As shown in Figure 7, the tangential force $F_v$ and the feed force $F_t$ are 600 N and 220 N in Test No.1, respectively; they increase to 730 N and 600 N in Test No.5, respectively. The tangential force and feed force rise by 22% and 173%, respectively. Therefore, the cutting force and feed force increase with the CER, mainly because the shear angle decreases as the CER increases, as shown in Section 3.1; thus, the cutting force increases. These simulation results are consistent with the theoretical analysis of Equation (5). In every case, the tangential force $F_v$ is greater than the feed force $F_t$ in Figure 7. The main cutting force is the tangential force during the cutting process, which determines the power required. However, the feed force $F_t$ has a much faster growth rate than the tangential force $F_v$, which indicates that the CER mainly affects the feed force. Due to the vibration and deformation of the workpiece, cutting inevitably produces friction on the machined surface. The CER increases the contact area between the flank and the machined surface, so the normal pressure between the tool and the machined surface also increases.

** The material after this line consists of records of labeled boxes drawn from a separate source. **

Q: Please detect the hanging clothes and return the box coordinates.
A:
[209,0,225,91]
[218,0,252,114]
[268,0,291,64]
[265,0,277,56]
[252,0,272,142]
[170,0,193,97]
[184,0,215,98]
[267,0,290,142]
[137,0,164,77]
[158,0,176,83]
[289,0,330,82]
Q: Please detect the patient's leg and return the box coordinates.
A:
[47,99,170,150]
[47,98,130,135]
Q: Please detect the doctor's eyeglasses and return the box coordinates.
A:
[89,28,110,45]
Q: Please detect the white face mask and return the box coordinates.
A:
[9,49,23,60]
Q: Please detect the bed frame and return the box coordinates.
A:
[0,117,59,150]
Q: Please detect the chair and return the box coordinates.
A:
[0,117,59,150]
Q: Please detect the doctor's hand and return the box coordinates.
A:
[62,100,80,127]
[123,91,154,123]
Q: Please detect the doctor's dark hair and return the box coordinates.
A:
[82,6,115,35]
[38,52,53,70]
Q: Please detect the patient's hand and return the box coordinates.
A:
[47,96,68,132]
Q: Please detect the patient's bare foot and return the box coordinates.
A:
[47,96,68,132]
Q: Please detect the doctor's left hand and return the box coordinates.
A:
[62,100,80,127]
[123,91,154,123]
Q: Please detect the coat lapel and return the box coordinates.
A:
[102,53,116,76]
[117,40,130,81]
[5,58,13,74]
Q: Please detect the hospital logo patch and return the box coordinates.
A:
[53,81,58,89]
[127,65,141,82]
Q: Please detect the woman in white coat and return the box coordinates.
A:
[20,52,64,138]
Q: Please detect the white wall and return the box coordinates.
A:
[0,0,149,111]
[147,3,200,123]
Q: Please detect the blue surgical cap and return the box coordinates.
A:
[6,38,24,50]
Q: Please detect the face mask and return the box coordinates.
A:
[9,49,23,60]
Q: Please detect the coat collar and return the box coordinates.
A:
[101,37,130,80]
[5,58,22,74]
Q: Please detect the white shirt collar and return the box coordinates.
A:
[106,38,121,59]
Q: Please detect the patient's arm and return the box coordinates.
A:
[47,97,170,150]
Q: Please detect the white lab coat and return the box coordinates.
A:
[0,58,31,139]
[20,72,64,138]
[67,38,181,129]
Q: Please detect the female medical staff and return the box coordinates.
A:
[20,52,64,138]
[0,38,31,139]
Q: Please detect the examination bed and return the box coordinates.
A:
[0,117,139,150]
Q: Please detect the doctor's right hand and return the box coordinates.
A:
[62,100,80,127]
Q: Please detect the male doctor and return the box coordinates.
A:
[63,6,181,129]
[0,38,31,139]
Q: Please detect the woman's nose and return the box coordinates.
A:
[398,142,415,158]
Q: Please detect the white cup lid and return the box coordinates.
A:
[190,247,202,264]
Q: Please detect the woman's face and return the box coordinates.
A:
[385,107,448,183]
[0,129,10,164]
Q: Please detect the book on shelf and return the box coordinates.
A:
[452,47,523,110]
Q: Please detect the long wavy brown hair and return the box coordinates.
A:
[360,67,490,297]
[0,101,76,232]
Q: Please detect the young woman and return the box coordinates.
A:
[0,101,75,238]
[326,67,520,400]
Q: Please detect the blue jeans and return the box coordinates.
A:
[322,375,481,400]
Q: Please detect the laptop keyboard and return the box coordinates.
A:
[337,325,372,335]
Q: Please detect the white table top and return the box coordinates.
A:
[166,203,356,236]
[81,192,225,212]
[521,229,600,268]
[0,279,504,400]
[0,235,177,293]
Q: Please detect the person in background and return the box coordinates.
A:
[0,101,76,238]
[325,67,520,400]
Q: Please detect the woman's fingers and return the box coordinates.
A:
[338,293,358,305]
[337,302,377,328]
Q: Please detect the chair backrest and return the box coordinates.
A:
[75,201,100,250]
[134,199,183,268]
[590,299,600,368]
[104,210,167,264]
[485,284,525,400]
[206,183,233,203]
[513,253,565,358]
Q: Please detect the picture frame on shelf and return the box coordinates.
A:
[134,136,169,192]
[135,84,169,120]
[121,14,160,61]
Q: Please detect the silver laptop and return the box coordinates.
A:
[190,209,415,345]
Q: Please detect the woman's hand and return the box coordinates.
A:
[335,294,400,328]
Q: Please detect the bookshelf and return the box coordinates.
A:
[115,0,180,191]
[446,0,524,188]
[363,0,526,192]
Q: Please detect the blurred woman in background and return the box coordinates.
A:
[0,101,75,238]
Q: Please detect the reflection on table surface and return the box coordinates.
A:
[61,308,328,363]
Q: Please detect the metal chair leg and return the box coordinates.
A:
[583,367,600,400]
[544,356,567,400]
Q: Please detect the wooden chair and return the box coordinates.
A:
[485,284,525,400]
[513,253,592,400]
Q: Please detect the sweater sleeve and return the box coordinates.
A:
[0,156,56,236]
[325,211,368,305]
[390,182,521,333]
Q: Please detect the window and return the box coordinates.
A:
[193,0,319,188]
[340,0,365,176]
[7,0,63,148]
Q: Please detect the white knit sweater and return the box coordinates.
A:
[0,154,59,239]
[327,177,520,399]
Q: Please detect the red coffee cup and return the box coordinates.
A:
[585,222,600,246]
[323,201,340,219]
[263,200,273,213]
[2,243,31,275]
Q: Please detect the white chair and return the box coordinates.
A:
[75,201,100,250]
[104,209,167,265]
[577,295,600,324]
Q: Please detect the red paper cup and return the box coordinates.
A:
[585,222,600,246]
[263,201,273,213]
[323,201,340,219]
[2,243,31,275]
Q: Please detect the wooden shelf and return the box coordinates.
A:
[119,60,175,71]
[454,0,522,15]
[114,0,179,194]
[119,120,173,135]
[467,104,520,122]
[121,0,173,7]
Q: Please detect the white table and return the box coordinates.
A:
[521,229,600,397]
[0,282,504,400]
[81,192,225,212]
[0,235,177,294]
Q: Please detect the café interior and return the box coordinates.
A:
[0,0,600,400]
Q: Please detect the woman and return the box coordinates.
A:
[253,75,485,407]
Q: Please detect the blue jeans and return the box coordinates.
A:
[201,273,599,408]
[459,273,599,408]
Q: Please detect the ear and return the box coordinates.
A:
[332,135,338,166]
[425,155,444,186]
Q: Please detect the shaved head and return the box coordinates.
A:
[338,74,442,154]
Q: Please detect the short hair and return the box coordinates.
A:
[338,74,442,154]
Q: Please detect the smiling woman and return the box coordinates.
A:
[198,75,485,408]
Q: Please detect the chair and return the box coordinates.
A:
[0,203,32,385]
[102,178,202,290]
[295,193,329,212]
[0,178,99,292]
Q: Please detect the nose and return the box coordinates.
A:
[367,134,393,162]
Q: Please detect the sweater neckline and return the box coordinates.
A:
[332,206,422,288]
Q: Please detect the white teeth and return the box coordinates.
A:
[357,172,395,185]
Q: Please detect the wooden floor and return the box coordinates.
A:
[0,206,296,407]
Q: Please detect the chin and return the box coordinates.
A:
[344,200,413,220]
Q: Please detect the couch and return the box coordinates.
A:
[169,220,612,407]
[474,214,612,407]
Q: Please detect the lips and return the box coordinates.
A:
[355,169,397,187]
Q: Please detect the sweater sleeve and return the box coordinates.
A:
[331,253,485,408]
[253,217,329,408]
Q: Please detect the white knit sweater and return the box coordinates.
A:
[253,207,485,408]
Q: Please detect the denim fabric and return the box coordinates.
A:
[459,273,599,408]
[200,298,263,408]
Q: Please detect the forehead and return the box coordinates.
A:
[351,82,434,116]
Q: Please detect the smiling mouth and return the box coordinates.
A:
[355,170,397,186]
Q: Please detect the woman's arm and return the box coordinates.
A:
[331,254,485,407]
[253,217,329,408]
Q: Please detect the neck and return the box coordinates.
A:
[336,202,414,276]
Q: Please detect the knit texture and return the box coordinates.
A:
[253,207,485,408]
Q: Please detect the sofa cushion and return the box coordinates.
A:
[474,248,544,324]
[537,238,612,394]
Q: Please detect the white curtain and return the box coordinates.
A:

The angle $\eta$ between the tangential force and the feed force is shown in Figure 8. The angle $\eta$ decreases with the CER mainly due to the quick increase in feed force as the CER. Additionally, increasing the CER causes the transition from the rake face to the flank face to no longer be a simple straight surface, but rather a complex one. Contact with the workpiece is also a complex surface condition. A decrease in the angle $\eta$ means that the direction of the resultant force changes.

4. Conclusions

Force is one of the crucial factors related to tool life and the quality of machined parts. CER is the key parameter of the geometry of the cutting tool that cannot be ignored in micromachining. This paper proposed a new method for the calculation of the cutting force coefficient based on an expression for the coefficient as a nonlinear function of the shear angle. The effect of CER on the shear angle was analyzed by simulations, and its influence on the cutting force was further studied. The main conclusions were as follows:

• The cutting force increased with the CER. The simulation analysis showed that the cutting force coefficient decreased as the shear angle increased, which was consistent with the analytical cutting force model. As the CER increased, the shear angle decreased, which caused the cutting force to increase.
• The increase in the feed force was quicker than the increase in the tangential force with increasing CER. With enhanced CER, the rate of feed force growth was much higher than that of the tangential force, unlike the behavior of traditional sharp cutter. The effect of the CER on the feed force must be considered in order to understand tool life and the quality of machined parts.
• The stress concentration range of the workpiece gradually expanded with increasing CER. Simulation experiments showed that the stress concentration area extended from the shear band to the cutting layer and the subsurface of the workpiece, resulting in a substantial increase in the stress concentration depth, which affected the surface and integrity of the workpiece. Additionally, the maximum stress in the workpiece increased with the CER.